Justice Churchman adopted the well accepted three-stage framework to setting a pecuniary penalty under the FMCA:

  1. the court must first determine the maximum penalty;
  2. the court then sets a starting point having regard to relevant statutory criteria; and
  3. the court will adjust the starting point to reach a final penalty by applying a discount based on relevant personal mitigating circumstances.

The parties had agreed an appropriate starting point of $3 million, which was below previous starting points of $5.5 million and $6 million in other recent cases. Justice Churchman agreed a starting point of $3 million was appropriate given the following factors:

  • The nature and extent of MAS’s breaches were significant, especially the failure to remediate errors identified in 2015, the timespan for the breaches, the proportion of its customer base affected, and the lack of checking or auditing of manual processes.
  • Although only a small number of customers were affected by the underpayment issue, it came at a time of real need or vulnerability for them which resulted in direct financial harm (the average underpayment was $10,067.88) and possibly emotional harm.
  • MAS had failed to invest in compliance systems and the FMA described its compliance culture as “highly troubling”. The inaction in escalating or fixing some of the issues meant MAS fell well short of the standards expected of it.
  • A penalty ought to deter other market participants from acting in a similar manner but must not be set so high that it puts off self-reporting and remediation.
  • MAS is a smaller insurer than others in the market and deterrence would still be met by imposing a smaller penalty than other larger and more profitable market participants might receive.
  • MAS had compensated affected customers in full and put in place systems and processes to ensure remediation occurs in the case of any future FMCA breaches.
  • Although the multi-claim bonus issue overcharged some customers, the errors also meant other customers were undercharged approximately $5.0 million to $5.5 million.

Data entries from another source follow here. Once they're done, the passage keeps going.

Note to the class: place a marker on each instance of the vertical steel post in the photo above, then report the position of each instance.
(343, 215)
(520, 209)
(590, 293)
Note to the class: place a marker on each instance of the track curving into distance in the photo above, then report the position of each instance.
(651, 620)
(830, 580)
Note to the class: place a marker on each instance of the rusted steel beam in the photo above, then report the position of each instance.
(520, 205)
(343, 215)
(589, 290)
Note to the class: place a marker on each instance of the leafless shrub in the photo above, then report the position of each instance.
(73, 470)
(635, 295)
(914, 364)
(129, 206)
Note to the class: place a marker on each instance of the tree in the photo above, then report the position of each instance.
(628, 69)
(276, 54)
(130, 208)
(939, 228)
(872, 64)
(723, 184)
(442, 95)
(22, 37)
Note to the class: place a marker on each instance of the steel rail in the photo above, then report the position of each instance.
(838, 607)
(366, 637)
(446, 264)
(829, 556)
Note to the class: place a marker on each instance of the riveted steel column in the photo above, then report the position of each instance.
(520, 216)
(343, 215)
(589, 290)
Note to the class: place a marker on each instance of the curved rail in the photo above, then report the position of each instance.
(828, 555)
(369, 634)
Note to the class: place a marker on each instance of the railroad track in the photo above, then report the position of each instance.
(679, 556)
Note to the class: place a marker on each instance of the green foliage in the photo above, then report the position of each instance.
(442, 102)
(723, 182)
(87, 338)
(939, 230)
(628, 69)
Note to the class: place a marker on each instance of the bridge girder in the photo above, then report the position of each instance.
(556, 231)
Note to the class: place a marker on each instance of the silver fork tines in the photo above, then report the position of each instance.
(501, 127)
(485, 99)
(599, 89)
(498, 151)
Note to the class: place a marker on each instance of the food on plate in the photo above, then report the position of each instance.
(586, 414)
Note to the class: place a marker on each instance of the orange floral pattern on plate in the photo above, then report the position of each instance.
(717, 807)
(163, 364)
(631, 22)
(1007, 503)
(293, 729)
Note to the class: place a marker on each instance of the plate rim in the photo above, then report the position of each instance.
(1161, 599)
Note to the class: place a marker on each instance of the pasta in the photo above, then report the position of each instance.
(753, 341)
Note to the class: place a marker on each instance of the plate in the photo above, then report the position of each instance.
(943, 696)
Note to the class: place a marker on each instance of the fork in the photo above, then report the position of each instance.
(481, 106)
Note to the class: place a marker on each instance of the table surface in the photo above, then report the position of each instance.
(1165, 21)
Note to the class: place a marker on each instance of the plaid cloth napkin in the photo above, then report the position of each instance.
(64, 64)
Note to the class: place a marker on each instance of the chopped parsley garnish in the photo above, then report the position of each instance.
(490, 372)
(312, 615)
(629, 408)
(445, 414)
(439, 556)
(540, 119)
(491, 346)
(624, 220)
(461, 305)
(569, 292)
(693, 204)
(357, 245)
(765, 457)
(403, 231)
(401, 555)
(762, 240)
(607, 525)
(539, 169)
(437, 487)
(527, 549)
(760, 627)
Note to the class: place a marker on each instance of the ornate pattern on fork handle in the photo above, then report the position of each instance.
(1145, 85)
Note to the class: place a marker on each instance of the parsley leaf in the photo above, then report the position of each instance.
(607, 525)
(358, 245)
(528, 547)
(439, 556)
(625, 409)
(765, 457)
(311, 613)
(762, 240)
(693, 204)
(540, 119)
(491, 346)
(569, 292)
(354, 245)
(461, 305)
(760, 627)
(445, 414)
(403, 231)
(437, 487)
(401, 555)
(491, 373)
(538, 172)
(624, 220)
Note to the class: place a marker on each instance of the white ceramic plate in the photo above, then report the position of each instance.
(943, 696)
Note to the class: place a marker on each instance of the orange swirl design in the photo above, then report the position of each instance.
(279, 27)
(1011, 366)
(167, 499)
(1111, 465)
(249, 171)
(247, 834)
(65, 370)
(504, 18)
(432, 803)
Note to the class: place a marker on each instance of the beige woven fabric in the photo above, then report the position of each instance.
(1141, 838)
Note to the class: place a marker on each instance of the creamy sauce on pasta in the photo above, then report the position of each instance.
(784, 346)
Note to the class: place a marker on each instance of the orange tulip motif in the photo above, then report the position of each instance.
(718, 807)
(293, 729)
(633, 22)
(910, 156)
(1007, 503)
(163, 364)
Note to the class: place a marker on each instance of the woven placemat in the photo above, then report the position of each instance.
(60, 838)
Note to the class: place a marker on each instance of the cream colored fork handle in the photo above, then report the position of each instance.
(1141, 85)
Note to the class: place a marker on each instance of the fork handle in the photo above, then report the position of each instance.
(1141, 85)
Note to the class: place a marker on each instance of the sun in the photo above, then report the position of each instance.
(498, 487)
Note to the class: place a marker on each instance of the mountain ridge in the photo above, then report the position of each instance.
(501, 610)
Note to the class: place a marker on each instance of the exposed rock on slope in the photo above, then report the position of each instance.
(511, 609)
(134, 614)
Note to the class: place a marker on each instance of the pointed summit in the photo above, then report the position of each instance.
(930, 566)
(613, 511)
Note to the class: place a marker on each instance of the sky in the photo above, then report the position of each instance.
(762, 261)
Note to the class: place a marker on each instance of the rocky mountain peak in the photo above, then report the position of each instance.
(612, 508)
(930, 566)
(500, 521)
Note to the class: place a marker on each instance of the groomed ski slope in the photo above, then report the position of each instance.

From the $3 million starting point, the total penalty was adjusted downwards by 30% to $2.1 million on the basis of:

  • A discount of 25% to recognise MAS’s admissions and full co-operation with the FMA’s investigation since 2019. Any larger discount is reserved for cases where the wrongful party provides a significantly enhanced degree of co-operation.
  • A further 5% discount to acknowledge the self-reporting and the fact it was MAS’s first contravention of the FMCA.

Our view

As with most things, prevention is the best cure. The new financial conduct regulatory regime for banks and insurers should ensure more effective processes, policies and systems to stop the breaches which occurred in MAS from happening in the first place. You can read more about the Financial Markets (Conduct of Institutions) Amendment Act 2022 (COFI Act) here.

Nevertheless, historic and ongoing breaches are still likely to arise. The MAS penalty decision is the latest example to financial institutions that a pecuniary penalty is likely in such cases, and the extent of such a penalty will be influenced by a range of factors. Self-reporting, early admissions, co-operation with the FMA, and customer remediation are all sure-fire ways to keep a penalty as low as possible.

Special thanks to Madina Miyakhel for her assistance in writing this article.